La portée de ces modifications, ainsi que leurs effets à long terme, restent encore à éclaircir.
Un renforcement temporaire de la matière blanche
Outre la matière grise, la grossesse affecte également la matière blanche du cerveau, constituée des fibres nerveuses qui facilitent la communication entre les neurones. Les chercheurs ont observé un renforcement de cette matière au cours du deuxième trimestre, avant qu’elle ne retrouve son état initial après la naissance.
Chez les adolescents, des changements similaires ont été associés à une amélioration des capacités cognitives, mais les implications pour les mères sont encore floues.
Des recherches essentielles pour la santé des femmes
Cette étude n’est qu’un début. D'autres femmes enceintes participent désormais à l'expérience et l’équipe espère mieux comprendre le rythme des changements cérébraux normaux au cours de la grossesse.

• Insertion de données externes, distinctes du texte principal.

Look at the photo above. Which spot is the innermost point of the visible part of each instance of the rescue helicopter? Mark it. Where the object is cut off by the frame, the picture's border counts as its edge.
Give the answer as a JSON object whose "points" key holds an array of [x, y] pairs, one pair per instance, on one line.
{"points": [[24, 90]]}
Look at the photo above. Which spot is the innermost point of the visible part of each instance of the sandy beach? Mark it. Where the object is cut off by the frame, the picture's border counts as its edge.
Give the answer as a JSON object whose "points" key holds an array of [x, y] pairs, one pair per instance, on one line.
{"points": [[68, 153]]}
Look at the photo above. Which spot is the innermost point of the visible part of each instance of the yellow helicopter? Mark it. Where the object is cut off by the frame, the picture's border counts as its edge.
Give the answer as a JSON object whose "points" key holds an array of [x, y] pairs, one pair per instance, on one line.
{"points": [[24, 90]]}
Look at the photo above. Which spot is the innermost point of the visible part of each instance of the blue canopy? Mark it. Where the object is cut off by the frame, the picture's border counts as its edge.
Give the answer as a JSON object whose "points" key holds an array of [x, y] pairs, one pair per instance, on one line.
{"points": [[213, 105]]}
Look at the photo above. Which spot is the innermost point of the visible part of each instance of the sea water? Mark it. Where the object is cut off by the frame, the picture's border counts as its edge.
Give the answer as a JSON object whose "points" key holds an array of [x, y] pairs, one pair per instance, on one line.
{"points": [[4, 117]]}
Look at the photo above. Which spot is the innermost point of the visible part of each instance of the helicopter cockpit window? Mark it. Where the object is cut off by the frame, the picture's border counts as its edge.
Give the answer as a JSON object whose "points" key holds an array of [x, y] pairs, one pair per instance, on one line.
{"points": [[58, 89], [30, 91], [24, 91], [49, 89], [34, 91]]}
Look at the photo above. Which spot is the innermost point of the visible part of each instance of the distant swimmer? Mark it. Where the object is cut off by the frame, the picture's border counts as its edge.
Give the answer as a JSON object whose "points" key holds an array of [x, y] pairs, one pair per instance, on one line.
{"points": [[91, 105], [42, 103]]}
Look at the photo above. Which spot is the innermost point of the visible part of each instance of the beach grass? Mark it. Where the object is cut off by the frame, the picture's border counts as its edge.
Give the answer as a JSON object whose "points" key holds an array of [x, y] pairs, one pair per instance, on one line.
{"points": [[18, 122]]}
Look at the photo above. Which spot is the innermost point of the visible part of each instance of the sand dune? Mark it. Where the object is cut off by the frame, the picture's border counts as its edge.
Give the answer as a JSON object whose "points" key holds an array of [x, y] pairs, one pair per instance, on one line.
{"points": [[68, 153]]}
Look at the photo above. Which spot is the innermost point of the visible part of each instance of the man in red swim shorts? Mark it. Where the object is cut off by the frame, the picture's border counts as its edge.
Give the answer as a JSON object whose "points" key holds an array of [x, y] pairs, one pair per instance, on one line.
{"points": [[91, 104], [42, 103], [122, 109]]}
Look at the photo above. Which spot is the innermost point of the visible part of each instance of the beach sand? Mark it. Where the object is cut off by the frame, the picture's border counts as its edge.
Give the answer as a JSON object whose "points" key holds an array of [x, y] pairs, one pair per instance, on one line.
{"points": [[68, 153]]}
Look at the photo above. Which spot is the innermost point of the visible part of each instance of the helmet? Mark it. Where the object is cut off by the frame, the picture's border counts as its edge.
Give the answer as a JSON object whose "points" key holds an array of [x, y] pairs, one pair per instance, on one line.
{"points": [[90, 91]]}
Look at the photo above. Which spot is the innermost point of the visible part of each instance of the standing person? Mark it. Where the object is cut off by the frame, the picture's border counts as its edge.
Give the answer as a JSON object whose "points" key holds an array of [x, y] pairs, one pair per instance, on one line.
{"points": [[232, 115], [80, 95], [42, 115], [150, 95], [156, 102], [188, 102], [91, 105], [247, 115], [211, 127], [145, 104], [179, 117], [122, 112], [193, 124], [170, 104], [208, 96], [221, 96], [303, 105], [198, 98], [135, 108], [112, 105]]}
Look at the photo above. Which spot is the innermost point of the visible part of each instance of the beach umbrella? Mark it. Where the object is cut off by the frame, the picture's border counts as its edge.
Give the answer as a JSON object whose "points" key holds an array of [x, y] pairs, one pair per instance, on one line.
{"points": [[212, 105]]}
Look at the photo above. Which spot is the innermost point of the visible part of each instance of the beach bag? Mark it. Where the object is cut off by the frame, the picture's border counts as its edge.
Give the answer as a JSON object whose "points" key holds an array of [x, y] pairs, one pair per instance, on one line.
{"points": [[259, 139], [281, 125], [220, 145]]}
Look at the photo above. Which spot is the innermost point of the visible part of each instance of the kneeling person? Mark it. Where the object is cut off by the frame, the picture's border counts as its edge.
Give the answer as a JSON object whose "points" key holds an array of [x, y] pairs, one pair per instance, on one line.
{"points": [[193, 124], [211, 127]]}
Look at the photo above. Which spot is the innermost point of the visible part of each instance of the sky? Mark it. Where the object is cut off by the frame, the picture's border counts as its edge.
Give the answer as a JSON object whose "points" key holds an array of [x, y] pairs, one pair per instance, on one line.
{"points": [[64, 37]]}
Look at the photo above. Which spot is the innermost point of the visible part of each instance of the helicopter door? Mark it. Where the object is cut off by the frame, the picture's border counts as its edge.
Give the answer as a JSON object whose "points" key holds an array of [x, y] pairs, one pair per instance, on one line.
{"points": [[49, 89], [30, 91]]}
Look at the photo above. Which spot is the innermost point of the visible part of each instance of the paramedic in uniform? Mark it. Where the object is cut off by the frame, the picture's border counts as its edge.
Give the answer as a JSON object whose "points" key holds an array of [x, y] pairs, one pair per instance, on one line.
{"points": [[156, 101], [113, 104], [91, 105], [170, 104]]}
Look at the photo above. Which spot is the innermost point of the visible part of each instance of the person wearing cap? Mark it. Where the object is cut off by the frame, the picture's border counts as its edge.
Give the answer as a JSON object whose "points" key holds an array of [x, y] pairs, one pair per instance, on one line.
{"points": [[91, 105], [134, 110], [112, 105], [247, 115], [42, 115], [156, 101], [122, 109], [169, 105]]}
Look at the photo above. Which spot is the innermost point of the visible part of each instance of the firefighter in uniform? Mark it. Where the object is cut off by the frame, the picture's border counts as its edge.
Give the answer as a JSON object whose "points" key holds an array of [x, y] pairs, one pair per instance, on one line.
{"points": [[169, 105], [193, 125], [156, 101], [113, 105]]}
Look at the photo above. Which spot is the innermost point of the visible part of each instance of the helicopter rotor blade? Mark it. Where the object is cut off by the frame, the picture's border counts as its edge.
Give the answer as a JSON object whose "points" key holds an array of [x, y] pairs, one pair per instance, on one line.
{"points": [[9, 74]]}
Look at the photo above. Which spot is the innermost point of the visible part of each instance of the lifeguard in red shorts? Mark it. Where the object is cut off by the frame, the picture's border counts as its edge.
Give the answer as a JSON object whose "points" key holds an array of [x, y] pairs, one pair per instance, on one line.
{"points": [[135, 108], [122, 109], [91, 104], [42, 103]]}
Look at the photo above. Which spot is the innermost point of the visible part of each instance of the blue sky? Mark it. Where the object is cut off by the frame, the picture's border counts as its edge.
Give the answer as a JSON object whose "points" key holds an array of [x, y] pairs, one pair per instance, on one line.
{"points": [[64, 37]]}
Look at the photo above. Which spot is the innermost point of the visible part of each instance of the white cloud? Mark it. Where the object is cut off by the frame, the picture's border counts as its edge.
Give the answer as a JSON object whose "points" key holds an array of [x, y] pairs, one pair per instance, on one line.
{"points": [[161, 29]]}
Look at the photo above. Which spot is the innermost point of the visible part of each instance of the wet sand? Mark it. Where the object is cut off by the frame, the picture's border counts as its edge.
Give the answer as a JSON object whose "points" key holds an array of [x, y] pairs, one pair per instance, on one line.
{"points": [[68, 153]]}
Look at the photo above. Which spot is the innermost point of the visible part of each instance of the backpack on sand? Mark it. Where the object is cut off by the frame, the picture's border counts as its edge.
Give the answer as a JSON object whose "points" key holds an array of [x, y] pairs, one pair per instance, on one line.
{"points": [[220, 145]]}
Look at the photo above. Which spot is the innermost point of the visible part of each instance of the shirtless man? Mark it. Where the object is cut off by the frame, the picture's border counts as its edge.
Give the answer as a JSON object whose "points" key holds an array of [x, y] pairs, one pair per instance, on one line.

Ces données pourraient à terme permettre d’identifier les signes précoces de dépression périnatale, qui touche 10 à 20 % des femmes, en mesurant les écarts par rapport aux transformations cérébrales habituelles.
Grâce à des initiatives comme l’Ann S. Bowers Women’s Brain Health Initiative, la recherche sur les effets de la grossesse, de la ménopause ou encore de l’hormonothérapie progresse. Ces études visent à étendre les connaissances scientifiques au-delà des seules particularités du corps masculin, longtemps privilégié dans la recherche.